The orchestrator can resume from any phase using --from=<phase>. On resume, it reads phased-state.json to recover epic ID, verdicts, and attempt counts. Phase result files from prior phases are preserved and not overwritten on resume.

Clean Start

When starting from phase 1 (fresh run), the orchestrator removes stale phase summaries and handoff files from prior runs. Phase result files from the current run are written fresh.

Worktree Lifecycle Semantics

ao rpi phased creates sibling worktrees named ../<repo>-rpi-<run-id>/ (unless --no-worktree is set). Cleanup behavior is intentional and asymmetric:

  • Success path: after all phases complete, the orchestrator merges the worktree commit (detached checkout) into the source branch and removes the worktree directory.
  • Failure path: worktree is preserved for debugging (no auto-destroy on failed phase).
  • Interrupt path (SIGINT/SIGTERM): worktree is preserved and terminal metadata is written (terminal_status: interrupted).

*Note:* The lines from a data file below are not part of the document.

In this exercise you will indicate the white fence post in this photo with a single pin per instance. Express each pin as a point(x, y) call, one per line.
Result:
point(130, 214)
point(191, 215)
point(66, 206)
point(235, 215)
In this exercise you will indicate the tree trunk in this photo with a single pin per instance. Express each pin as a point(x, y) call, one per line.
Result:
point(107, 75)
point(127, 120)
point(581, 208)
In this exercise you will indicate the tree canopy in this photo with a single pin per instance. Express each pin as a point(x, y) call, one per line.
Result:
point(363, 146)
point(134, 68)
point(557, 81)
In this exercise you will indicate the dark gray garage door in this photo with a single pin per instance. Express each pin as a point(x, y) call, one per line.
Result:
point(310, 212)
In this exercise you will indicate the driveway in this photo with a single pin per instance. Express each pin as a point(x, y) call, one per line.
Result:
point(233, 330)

This design prevents data loss on partial runs while still auto-cleaning successful runs.

Monitoring and Liveness

Use:

Bash
ao rpi status
ao rpi status --watch

Status classification is registry-first:

  • Primary source: .agents/rpi/runs/<run-id>/phased-state.json
  • Liveness signal: .agents/rpi/runs/<run-id>/heartbeat.txt (fresh heartbeat => active)
  • Fallback liveness probe: tmux session check (legacy runs) if heartbeat is stale/missing

Stale reasons include worktree missing when state references a removed worktree directory.

Stale Cleanup Workflow

Use manual cleanup commands:

Bash
ao rpi cleanup --all --dry-run
ao rpi cleanup --all
ao rpi cleanup --all --stale-after 24h
ao rpi cleanup --all --prune-worktrees
ao rpi cleanup --run-id <id>

Behavior:

  • Marks stale runs with terminal metadata (terminal_status: stale, reason, timestamp)
  • Removes orphaned worktree directories when safe
  • Optionally runs git worktree prune
  • Supports age-gated cleanup via --stale-after to avoid touching recently interrupted runs

Kill-Switch and Cleanup Workflow

Operators should use the following explicit sequence when suspending or recovering autonomous runs:

  • Stop active runs:
  • ao rpi cancel --all
  • ao rpi cancel --run-id <id>
  • Mark-and-prune terminal runs:
  • ao rpi cleanup --all --dry-run
  • ao rpi cleanup --all --prune-worktrees
  • Reclaim stale worktrees and stale tmux sessions:
  • ao worktree gc
  • ao worktree gc --prune (when a wider sweep is needed)

Safety guards:

  • Refuses to remove non-sibling paths
  • Refuses to remove repo root as a worktree target

Optional Pre-Run Auto-Cleanup

ao rpi phased supports optional stale-run cleanup before orchestration:

Bash
ao rpi phased --auto-clean-stale --auto-clean-stale-after 24h "<goal>"

Behavior:

  • Runs stale cleanup at phased startup before phase execution
  • Uses dry-run cleanup semantics when ao rpi phased --dry-run is set
  • Persists startup state (including run_id, backend, and phase) to state files before entering the phase loop

Current Limitation

ao rpi cleanup operates on run-registry state entries. If a historical/log-only run never wrote .agents/rpi/runs/<run-id>/phased-state.json, it may appear in log views but not be selected by stale cleanup. In that case, use standard git worktree hygiene (git worktree list, git worktree remove --force <path>, git branch -D rpi/<run-id>) after verifying the branch has no unique commits.

ao rpi phased no longer uses rpi/<run-id> branches in the current implementation; cleanup for historical branch names now applies only to legacy runs that were created before detached-worktree migration.